Sounds like a heck of a trip! Alabama is on my Bucket list, want to go to Hank Williams' grave at some point in my life. Hope ya'll have a good trip, get to meet a lot of members! Damn shame I'm not on the route! Tony

Reactions: Agree 1


----------



## Tclem (Mar 5, 2015)

Kevin. When you get to jackson ms if you come down I 55 to McComb and shoot across to Hattiesburg on Hwy 98 you will pass by my house. I say I live in McComb. Actually about 15 miles east. We always go to the coast down by Robert house and we may be that way on your return trip if it is a weekend

Reactions: Like 2


----------



## Nature Man (Mar 5, 2015)

Wish I were along your route! Enjoy the road trip! Send us a picture or two. Chuck

Reactions: Agree 2


----------



## Kevin (Mar 5, 2015)

After a couple PMs I realize I didn't make myself clear. What else is new haha. A couple members asked us to let them know when we know the dates of our trip - we have know for nearly two months we just don't want to advertise it. My wife put in for her vacation 2 months ago and she got it approved a couple weeks later, so we've had the dates set since then. Bottom line is if you live along our route and want to meet just PM and we'll share the date when we think we'll be in your area and try to plan a meet and greet if you're so inclined and your schedule and ours work out. Simple. :-)


----------



## Kevin (Mar 5, 2015)

Tclem said:


> Kevin. When you get to jackson ms if you come down I 55 to McComb and shoot across to Hattiesburg on Hwy 98 you will pass by my house. I say I live in McComb. Actually about 15 miles east. We always go to the coast down by Robert house and we may be that way on your return trip if it is a weekend



Tony I didn't realize you were along the way - sort of lol - it says from Jax to Hattie is 2 hr 50 min one way does that sound right? If we have the time we'll do definitely do it. I'll be staying in touch with members along the way as we travel.


----------



## Tclem (Mar 5, 2015)

It is probably 30 minutes longer I would think coming down i55 then shooting across to Hattiesburg instead of taking 59 to hattiesburg. We could always give yall a bed to crash

Reactions: +Karma 1


----------



## Kevin (Mar 5, 2015)

We'll know a lot more as we are on the road and how long she wants to stay in the Chipley area. She'll be meeting some kin she's never met before so she's unsure how that will go. She's was adopted and found her birth family and some of them are very recpetive and want to meet her and some aren't so of course she won't push that. So she told me _"If my family are a bunch of nut jobs let's plan on spending more time with your WB nut jobs." _

Reactions: Like 3 | Funny 5


----------



## manbuckwal (Mar 5, 2015)

Kevin, you can hire Henry and I to watch your forest for ya while you're on your trip and staying at Tony's..........

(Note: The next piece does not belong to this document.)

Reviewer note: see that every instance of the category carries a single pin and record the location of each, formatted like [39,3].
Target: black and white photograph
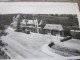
[39,30]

Reactions: Thank You! 1 | Funny 1


----------



## Kevin (Mar 5, 2015)

manbuckwal said:


> Kevin, you can hire Henry and I to watch your forest for ya while you're on your trip and staying at Tony's..........

Reactions: Agree 2


----------



## manbuckwal (Mar 5, 2015)

Kevin said:


> View attachment 73187



Yep thats Henry ! But I'll keep an eye on him too

Reactions: Funny 3


----------



## Brink (Mar 6, 2015)

Green on green...nice touch...so easy to see.

But then your idea of east looks like south.


----------



## Kevin (Mar 6, 2015)

Brink said:


> Green on green...nice touch...so easy to see.
> 
> But then your idea of east looks like south.



It's a human thing . . . . you wouldn't understand.

Reactions: Funny 2


----------



## JR Custom Calls (Mar 6, 2015)

I'm just slightly north... You can knock out 5 members if you take a slight detour to my area. Really would be less time per member than the almost 3 hours just for Tony...

Reactions: Funny 1


----------



## Kevin (Mar 6, 2015)

JR Custom Calls said:


> I'm just slightly north... You can knock out 5 members if you take a slight detour to my area. Really would be less time per member than the almost 3 hours just for Tony...



You're only interested in me for my wood. User.

Reactions: Like 1 | Funny 3


----------



## JR Custom Calls (Mar 6, 2015)

Actually, I'd just be happy to shake your hand and talk to ya in person. @Gixxerjoe04, on the other hand...

Reactions: Funny 1


----------



## Tclem (Mar 6, 2015)

JR Custom Calls said:


> I'm just slightly north... You can knock out 5 members if you take a slight detour to my area. Really would be less time per member than the almost 3 hours just for Tony...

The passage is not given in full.